The water had to be taken from midstream thus the princesses and the women were embarked on boats of various ranks. When these boats left the shore, seven muskets were fired thrice, the sacrificial Brahmans blew their conches and the harpist Brahmans played on their instruments.

Some men of ferocious aspect were dressed as guardians of the river. When the water carriers arrived they had to bark out thrice sharply: "Why do you all come?" The purohita replied: "According to tradition, as in the case of his forbears, the King intends to hold an abhiseka ceremony. Thus have we come to draw water." They then question: "Will he work for the Religion, the Sangha and the people and act according to the law?" to which the purohita answered: "The King wishing to act thus wants the water. Thus the guardians exclaimed: "Very well! Very well! May the king live a hundred years and look after the interest of the Religion, Sangha and the People. May his children, grandchildren and great-grandchildren prosper."

When the guardians granted permission to draw water, offerings had to be made of gold and silver flowers, gold and silver parched rich, gold and silver nuggets, the nine gems, oil lights and chandeliers, betel and tea.

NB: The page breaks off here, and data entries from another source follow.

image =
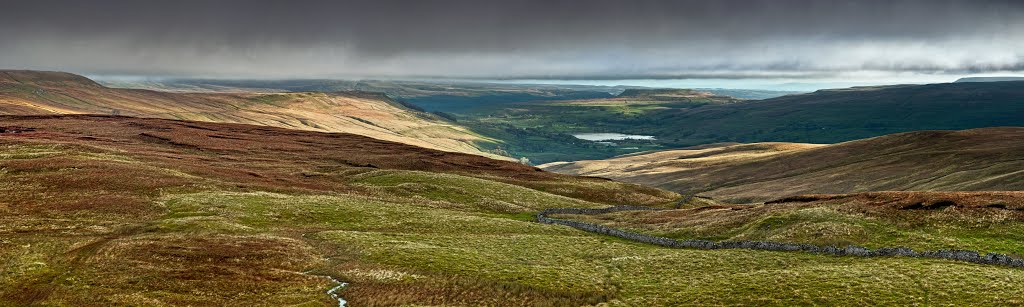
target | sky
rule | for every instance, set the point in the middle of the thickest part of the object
(725, 43)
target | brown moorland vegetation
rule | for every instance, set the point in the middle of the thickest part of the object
(987, 159)
(989, 221)
(121, 211)
(31, 92)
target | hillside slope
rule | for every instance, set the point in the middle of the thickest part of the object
(989, 159)
(27, 92)
(122, 211)
(842, 115)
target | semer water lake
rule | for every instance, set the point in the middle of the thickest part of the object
(610, 136)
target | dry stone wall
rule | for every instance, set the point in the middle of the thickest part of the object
(854, 251)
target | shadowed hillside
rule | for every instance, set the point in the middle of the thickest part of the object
(27, 92)
(103, 210)
(971, 160)
(842, 115)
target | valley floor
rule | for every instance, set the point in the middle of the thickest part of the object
(118, 211)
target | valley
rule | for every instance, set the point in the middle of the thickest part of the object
(541, 130)
(374, 115)
(217, 208)
(986, 159)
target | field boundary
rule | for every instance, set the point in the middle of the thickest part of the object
(852, 251)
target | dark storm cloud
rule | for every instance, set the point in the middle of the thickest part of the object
(510, 39)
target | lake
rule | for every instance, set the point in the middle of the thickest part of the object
(610, 136)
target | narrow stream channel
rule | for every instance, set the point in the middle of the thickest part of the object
(334, 291)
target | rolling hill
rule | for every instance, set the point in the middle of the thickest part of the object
(101, 210)
(541, 130)
(988, 159)
(28, 92)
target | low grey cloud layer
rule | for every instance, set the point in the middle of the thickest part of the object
(600, 39)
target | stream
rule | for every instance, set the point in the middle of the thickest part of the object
(334, 291)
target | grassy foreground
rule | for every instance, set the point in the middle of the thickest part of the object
(94, 225)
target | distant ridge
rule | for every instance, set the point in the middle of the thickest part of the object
(988, 79)
(369, 114)
(988, 159)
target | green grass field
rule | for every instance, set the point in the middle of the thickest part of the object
(398, 237)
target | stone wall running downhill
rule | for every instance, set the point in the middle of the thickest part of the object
(958, 255)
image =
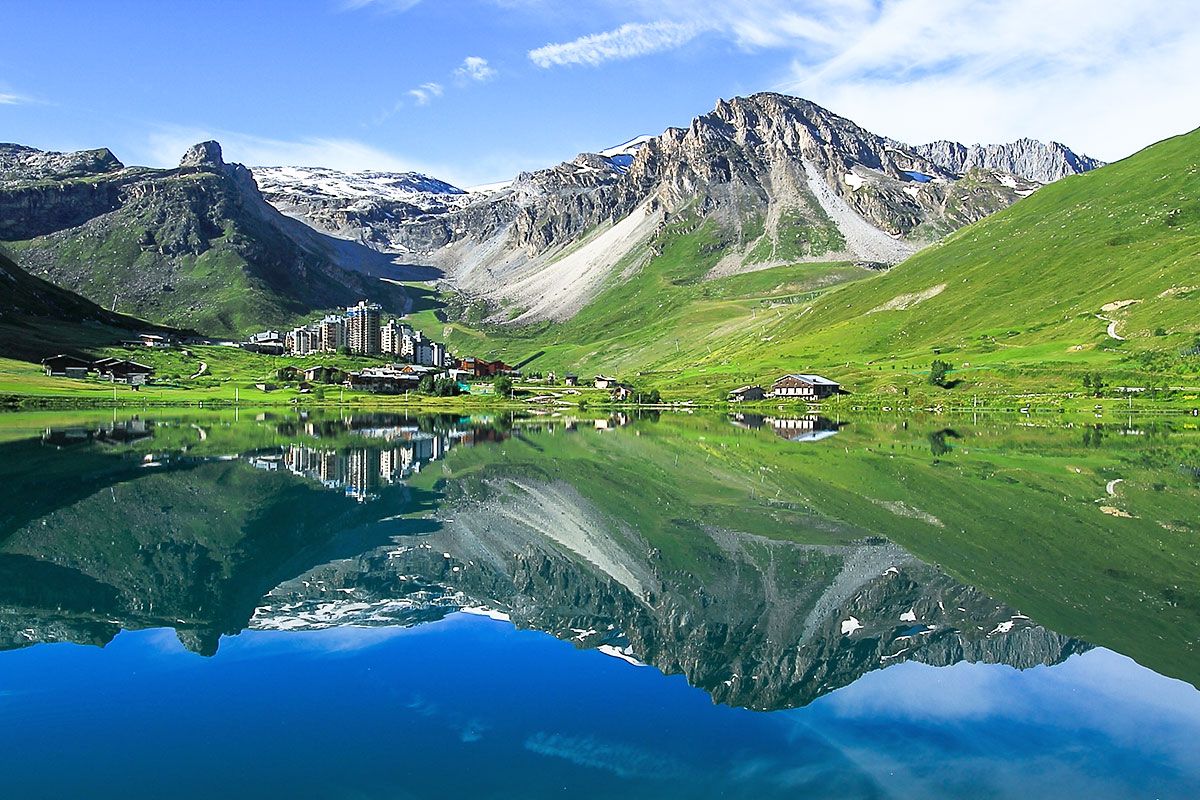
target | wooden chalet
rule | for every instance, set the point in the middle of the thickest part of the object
(747, 394)
(803, 386)
(484, 368)
(66, 366)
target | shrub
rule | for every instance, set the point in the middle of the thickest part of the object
(937, 372)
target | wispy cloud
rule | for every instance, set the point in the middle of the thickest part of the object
(474, 68)
(629, 41)
(393, 6)
(166, 144)
(1104, 78)
(622, 759)
(426, 92)
(13, 98)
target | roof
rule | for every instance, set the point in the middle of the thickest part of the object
(64, 356)
(126, 362)
(810, 379)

When the auspicious conjunctions was achieved seven muskets were fired seven times, the ten noises were sounded, the mantras from the vedas were chanted and the water was drawn. Then the return journey, on the arrival ashore seven muskets were again fired thrice and the processions wended its ways to the pavilions.

== Day of ceremony==
At the auspicious conjunctions of the planets and the ten noises were sounded, fifteen muskets were fired seven times each and the king dressed like Brahma and the Queen like a Queen of the devaloka made a right royal progress to the pavilions. They were escorted by twelve (12) regiments in the van and twelve (12) in the rear in military uniform. Ministers of the left and right as well as the commanders of the guards accompanied them The above marcher on either side of the canopied way. On the covered path the King and Chief Queen in their state palanquin studded with the nine precious stones were preceded by one hundred consecration Brahmans headed by two cakravartin on each side, the Sasanapaing and the Chief Purohita Carrying a nine gems studded conch in a gold flower baskets in joined hands, the one hundred Brahmans astrologers headed by four (4) huratuin, one hundred sacrificial Brahmans, One hundred harpist Brahmans, One hundred paritta reciting Brahmins and One hundred flower offering Brahmans blew in the conch. They were followed by the water drawing eight princesses and other water drawing ladies.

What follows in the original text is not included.